To represent a unicode string as a string of bytes is known as encoding. Use u'...'.encode(encoding).

Example:

    >>> u'æøå'.encode('utf8')
    '\xc3\x83\xc2\xa6\xc3\x83\xc2\xb8\xc3\x83\xc2\xa5'
    >>> u'æøå'.encode('latin1')
    '\xc3\xa6\xc3\xb8\xc3\xa5'
    >>> u'æøå'.encode('ascii')
    UnicodeEncodeError: 'ascii' codec can't encode characters in position 0-5: 
    ordinal not in range(128)

You typically encode a unicode string whenever you need to use it for IO, for instance transfer it over the network, or save it to a disk file.

To convert a string of bytes to a unicode string is known as decoding. Use unicode('...', encoding) or '...'.decode(encoding).

Example:

   >>> u'æøå'
   u'\xc3\xa6\xc3\xb8\xc3\xa5' # the interpreter prints the unicode object like so
   >>> unicode('\xc3\xa6\xc3\xb8\xc3\xa5', 'latin1')
   u'\xc3\xa6\xc3\xb8\xc3\xa5'
   >>> '\xc3\xa6\xc3\xb8\xc3\xa5'.decode('latin1')
   u'\xc3\xa6\xc3\xb8\xc3\xa5'

You typically decode a string of bytes whenever you receive string data from the network or from a disk file.

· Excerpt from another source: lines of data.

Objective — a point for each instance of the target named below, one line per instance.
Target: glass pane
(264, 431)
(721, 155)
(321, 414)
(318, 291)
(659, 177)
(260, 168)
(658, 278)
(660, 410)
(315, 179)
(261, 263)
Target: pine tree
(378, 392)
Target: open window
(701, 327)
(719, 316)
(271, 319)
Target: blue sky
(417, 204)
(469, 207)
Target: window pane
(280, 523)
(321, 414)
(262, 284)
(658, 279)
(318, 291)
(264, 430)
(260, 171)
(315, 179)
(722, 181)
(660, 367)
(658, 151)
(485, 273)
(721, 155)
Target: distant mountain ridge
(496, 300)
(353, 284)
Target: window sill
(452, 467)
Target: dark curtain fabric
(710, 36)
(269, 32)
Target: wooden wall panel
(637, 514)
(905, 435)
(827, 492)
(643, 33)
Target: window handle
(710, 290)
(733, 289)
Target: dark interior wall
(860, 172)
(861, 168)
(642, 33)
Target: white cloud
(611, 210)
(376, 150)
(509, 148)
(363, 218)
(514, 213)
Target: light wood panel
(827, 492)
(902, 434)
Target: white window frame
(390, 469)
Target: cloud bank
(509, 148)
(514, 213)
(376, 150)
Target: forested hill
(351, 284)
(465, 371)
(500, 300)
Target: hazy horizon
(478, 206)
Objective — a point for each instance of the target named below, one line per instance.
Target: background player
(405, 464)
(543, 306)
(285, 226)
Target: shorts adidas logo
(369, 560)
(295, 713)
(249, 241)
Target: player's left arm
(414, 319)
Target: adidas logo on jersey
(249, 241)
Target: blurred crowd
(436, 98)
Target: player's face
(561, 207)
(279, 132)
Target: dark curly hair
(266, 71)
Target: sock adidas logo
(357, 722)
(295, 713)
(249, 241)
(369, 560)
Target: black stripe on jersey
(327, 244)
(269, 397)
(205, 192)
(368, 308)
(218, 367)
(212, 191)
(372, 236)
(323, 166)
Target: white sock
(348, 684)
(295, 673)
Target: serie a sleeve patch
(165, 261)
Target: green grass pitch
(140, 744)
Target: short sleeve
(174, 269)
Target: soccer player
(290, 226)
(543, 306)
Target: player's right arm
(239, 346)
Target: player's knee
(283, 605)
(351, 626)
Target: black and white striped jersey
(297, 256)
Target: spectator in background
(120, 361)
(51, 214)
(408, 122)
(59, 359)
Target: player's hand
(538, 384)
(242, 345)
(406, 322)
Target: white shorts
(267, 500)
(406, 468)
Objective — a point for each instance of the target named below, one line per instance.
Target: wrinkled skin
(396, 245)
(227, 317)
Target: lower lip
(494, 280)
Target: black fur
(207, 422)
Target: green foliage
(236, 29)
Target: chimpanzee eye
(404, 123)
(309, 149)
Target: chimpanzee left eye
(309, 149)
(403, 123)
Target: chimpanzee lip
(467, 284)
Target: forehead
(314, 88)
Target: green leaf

I believe there are some changes in unicode handling in python 3, so the above is probably not correct for python 3.

Some good links:

  • The Absolute Minimum Every Software Developer Absolutely, Positively Must Know About Unicode and Character Sets (No Excuses!)
  • Unicode HOWTO

The decode method of unicode strings really doesn't have any applications at all (unless you have some non-text data in a unicode string for some reason -- see below). It is mainly there for historical reasons, i think. In Python 3 it is completely gone.

unicode().decode() will perform an implicit encoding of s using the default (ascii) codec. Verify this like so:

>>> s = u'ö'
>>> s.decode()
Traceback (most recent call last):
  File "<stdin>", line 1, in <module>
UnicodeEncodeError: 'ascii' codec can't encode character u'\xf6' in position 0:
ordinal not in range(128)

>>> s.encode('ascii')
Traceback (most recent call last):
  File "<stdin>", line 1, in <module>
UnicodeEncodeError: 'ascii' codec can't encode character u'\xf6' in position 0:
ordinal not in range(128)

The error messages are exactly the same.

For str().encode() it's the other way around -- it attempts an implicit decoding of s with the default encoding:

>>> s = 'ö'
>>> s.decode('utf-8')
u'\xf6'
>>> s.encode()
Traceback (most recent call last):
  File "<stdin>", line 1, in <module>
UnicodeDecodeError: 'ascii' codec can't decode byte 0xc3 in position 0:
ordinal not in range(128)

Used like this, str().encode() is also superfluous.

But there is another application of the latter method that is useful: there are encodings that have nothing to do with character sets, and thus can be applied to 8-bit strings in a meaningful way:

>>> s.encode('zip')
'x\x9c;\xbc\r\x00\x02>\x01z'

You are right, though: the ambiguous usage of "encoding" for both these applications is... awkard. Again, with separate byte and string types in Python 3, this is no longer an issue.